Hmmm...
Agreed. Let's put this archaic concept on the old ash-heap right next to mercatilism and protectionism.
There's a more recent Federal Reserve study that found the same thing. Another thing not mentioned is the article, is the affect on the price of all that oil we import.
Should have put Walmart is Evil in the title. That way everybody would read this very good article.
At some point you have to make something that someone wants to buy. Really. You can try to justify trade deficits and deficit spending all you want, but they are really bad things.
Straw man alert.
What the author above fails to understand (being generous and not presuming that he deliberately ignored facts) is that the Dollar isn't fairly valued.
That's the fundamental flaw of the crowd that is criticizing the current fall of the Dollar...that the Dollar was fairly valued in the past.
It wasn't.
For decades, the U.S. Dollar has been artificially propped up by foreign governments and central banks. The U.S. has even *cooperated* with such behavior by coordinating currency interventions.
...
Now fast forward to today: all in the world that the U.S. is doing now is simply *not* intervening in the currency markets to aid Asia and Europe in keeping the Dollar propped up.
That's it. We're simply not continuing our old behavior of intervening in the currency markets to keep the Dollar overvalued.
In the absence of U.S. market intervention, Asia and Europe are left to hold up the Dollar on their own...and they simply don't have economies large enough to maintain that trick forever.
They want to keep the Dollar propped up, but they can only hoard U.S. Dollars for so long, and the more that the Dollar falls, the worse position those foreign governments are in (with regard to keeping the Dollar propped up). As the Dollar falls further, it becomes even *more* difficult for them to push it back up.
...And the more that the Dollar falls, the more expensive their exports to the U.S. become, making them less competitive.
Eventually, the Free Market will prevail and the U.S. Dollar will be fairly valued again (after a substantial fall from its earlier heights). At that point, the trade deficit will reflect a Free Market balance.
We're not quite there yet, however. The Dollar still isn't fairly valued. For one thing, the Chinese Yuan to Dollar peg has to be broken first.
But even when the Dollar falls to that Free Market valuation, it still won't be "cheap."
We're not talking about Argentina or Wiemar Germany here; we're merely talking about the Dollar finally becoming fairly valued again - instead of maintained at orbital altitudes.
"Boaz noted that he ran up trade deficits with his grocer, dentist, and department store, all of which bought nothing from him. On the other hand, Boaz had a trade surplus with his employer, along with the publisher of his book."
First sentence means that he bought items without paying for them (on credit). So that everyday he doesn't pay interest on these goods and services increase dramatically. Then these bills are handed over to the collection agency who hounds the poop out of him causing him stress and emotional turmoil until he goes to a doctor who prescribes high-cost medicine and those bills are eventually turned over to the collection agency too, causing further stress and emotional anxiety until he keels over with a heart attack. The trade surplus with his employer doesn't exist because if he doesn't work because of stress and anxiety, he doesn't get paid. When the man dies, the big loser is the publisher who advanced the cash and will receive not one iota on a book that will never be written.

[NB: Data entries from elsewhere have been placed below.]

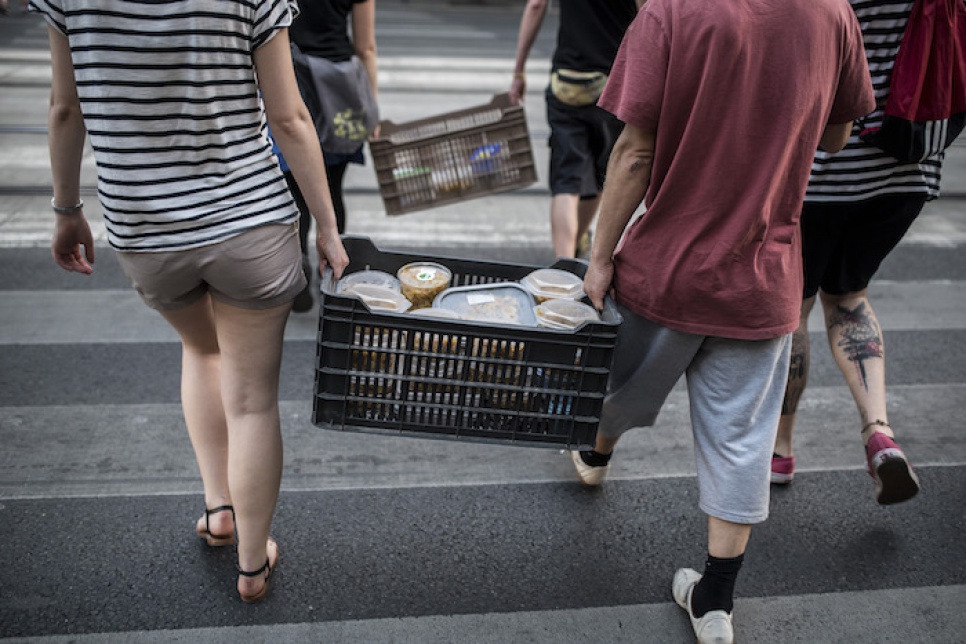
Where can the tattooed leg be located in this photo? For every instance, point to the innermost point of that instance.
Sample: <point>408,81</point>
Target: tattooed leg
<point>797,379</point>
<point>856,341</point>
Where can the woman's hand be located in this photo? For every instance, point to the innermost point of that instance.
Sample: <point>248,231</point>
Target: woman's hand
<point>331,252</point>
<point>70,233</point>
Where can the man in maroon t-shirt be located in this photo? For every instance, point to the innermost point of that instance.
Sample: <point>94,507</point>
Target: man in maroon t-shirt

Weird how that trade surplus and deficit works.
We have trade deficits. The sky is falling. The sky is falling. The sky is falling. The sky is falling. The sky is falling. The sky is falling. The sky is falling. The sky is falling. The sky is falling. The sky is falling.
thank you. the sky is not falling, after all.
How we end up with deficits or surpluses matters a lot more than the mere notion of one or the other.
They get our money, but we get their stuff.